I think that barrel harmonics in a BP muzzle loader is a bunch of bunk - my opinion :dunno: :rolleyes::ghostly:. The barrel steel is softer than what is used in rifles that fire high pressure ammo and those BP muzzle loading barrels do not fire bullets any where near the velocity of a modern cartridge rifle.
 
Some of the comments are close and some utter nonsense.
Vibration between barrel and stock has to be as one unit. The moment the barrel can vibrate against the stock accuracy will suffer. Vibration, some call it harmonics, does indeed happen from any firearm.

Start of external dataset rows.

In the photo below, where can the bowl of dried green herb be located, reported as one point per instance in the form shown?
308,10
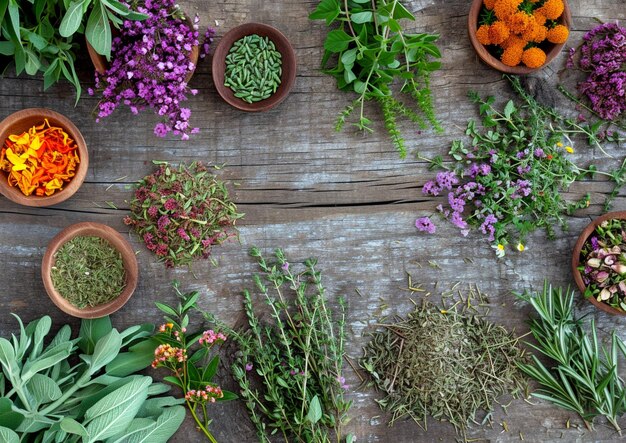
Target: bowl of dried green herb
89,270
254,67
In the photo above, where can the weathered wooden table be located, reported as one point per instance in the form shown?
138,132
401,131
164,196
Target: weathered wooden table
344,197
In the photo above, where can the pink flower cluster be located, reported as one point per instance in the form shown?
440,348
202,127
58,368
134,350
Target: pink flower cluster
166,355
211,337
209,394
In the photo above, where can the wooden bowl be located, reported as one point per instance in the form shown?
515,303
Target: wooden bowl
582,239
93,230
101,64
22,121
283,46
551,49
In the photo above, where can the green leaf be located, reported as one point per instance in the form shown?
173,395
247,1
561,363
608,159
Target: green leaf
362,17
92,330
8,417
105,351
166,425
166,309
8,436
337,41
326,10
113,413
43,389
315,411
126,363
71,426
72,18
98,31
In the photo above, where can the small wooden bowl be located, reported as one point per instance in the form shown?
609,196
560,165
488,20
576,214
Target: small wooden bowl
117,241
22,121
283,46
101,64
582,239
551,49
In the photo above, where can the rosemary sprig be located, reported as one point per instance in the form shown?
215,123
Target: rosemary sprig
583,375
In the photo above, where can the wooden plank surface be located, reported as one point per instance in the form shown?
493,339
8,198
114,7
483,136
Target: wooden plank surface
344,197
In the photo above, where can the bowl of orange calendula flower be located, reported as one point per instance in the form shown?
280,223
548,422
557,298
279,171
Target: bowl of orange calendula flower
518,36
43,157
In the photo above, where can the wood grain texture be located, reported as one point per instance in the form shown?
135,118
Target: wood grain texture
345,198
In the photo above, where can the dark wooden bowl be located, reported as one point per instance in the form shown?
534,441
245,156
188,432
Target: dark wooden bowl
551,49
93,230
587,232
22,121
101,64
283,46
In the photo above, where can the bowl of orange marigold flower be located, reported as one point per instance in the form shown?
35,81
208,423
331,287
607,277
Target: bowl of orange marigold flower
518,36
43,157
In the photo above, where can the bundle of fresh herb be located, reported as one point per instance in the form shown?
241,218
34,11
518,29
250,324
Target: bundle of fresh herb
510,180
88,271
44,398
39,34
372,50
444,363
291,370
583,375
181,213
193,370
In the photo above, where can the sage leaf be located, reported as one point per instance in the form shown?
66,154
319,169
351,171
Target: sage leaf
166,425
92,330
105,351
8,417
43,389
72,19
8,436
115,411
98,31
315,411
71,426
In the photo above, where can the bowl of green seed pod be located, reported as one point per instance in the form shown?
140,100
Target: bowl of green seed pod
254,67
89,270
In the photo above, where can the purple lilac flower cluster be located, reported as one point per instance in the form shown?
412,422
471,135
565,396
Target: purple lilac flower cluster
603,55
151,65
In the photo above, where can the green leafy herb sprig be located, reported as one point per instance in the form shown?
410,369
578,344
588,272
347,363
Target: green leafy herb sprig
583,374
39,35
290,370
372,51
82,389
192,369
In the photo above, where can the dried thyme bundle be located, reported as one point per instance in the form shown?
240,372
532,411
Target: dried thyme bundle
443,363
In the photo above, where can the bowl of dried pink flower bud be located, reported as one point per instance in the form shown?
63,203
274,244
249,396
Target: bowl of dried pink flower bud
599,262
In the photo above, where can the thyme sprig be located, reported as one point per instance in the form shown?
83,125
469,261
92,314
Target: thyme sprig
372,51
583,374
290,369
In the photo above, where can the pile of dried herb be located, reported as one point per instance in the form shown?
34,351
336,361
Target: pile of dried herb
88,271
443,363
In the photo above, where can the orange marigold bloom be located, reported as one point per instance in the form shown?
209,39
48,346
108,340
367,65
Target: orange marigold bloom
505,8
512,56
514,40
518,22
498,32
558,34
534,57
541,32
539,18
482,35
552,9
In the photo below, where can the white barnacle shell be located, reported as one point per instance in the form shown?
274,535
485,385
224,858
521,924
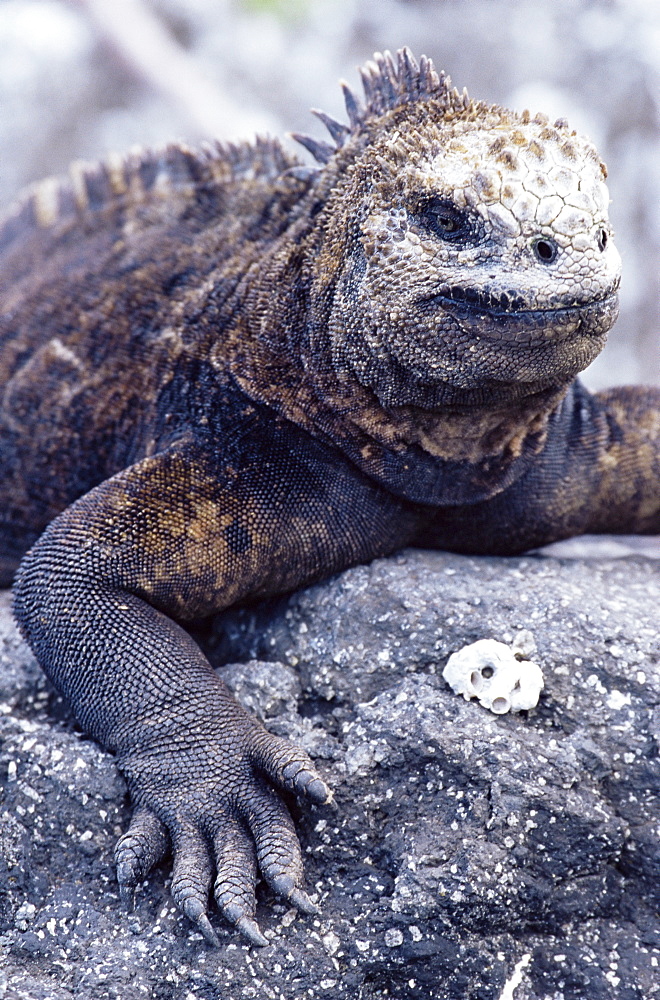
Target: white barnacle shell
491,672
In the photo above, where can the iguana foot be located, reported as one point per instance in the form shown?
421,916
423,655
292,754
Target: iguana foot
231,824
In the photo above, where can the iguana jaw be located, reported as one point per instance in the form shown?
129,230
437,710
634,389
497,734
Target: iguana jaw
489,317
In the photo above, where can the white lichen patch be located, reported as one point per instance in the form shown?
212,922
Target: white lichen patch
491,672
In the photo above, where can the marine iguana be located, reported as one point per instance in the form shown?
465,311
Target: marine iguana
227,374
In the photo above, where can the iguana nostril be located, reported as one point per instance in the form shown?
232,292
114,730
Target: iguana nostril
545,250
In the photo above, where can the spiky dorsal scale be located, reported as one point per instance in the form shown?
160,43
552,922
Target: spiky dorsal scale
173,171
389,82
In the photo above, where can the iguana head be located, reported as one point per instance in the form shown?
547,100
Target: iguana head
476,249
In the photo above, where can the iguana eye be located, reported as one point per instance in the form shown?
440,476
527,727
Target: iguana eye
545,250
444,220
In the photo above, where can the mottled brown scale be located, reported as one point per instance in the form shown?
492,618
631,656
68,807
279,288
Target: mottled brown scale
227,374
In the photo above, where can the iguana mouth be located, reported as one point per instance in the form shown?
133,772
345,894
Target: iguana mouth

Snug inletting will negate any need for bedding material. Failing that something to marry full contact between wood and steel most definitely is needed if you want a useful rifle.
 
The day that I discovered that Brownell’s Acra Glas gel could be stained with the same Laurel Mountain stain used on the rifle stock changed my building technique forever. A most perfect skin tight fit of the bearing surfaces at the breech and tang can be achieved by this method. The barrel can be fitted to the fore stock midway and at the muzzle cap just enough to snug it up and place no stress on the barrel. The stained epoxy will replace chips and fix mistakes. If you are inletting a patchbox for the first time and bed it in epoxy the same color as the wood you may save a three month project. This technique can be used by those of us who possess neither years of experience nor great skill to build an accurate and attractive Longrifle in the spirit of the original. It is not suggested here for the very experienced builder who must maintain originality in the extreme.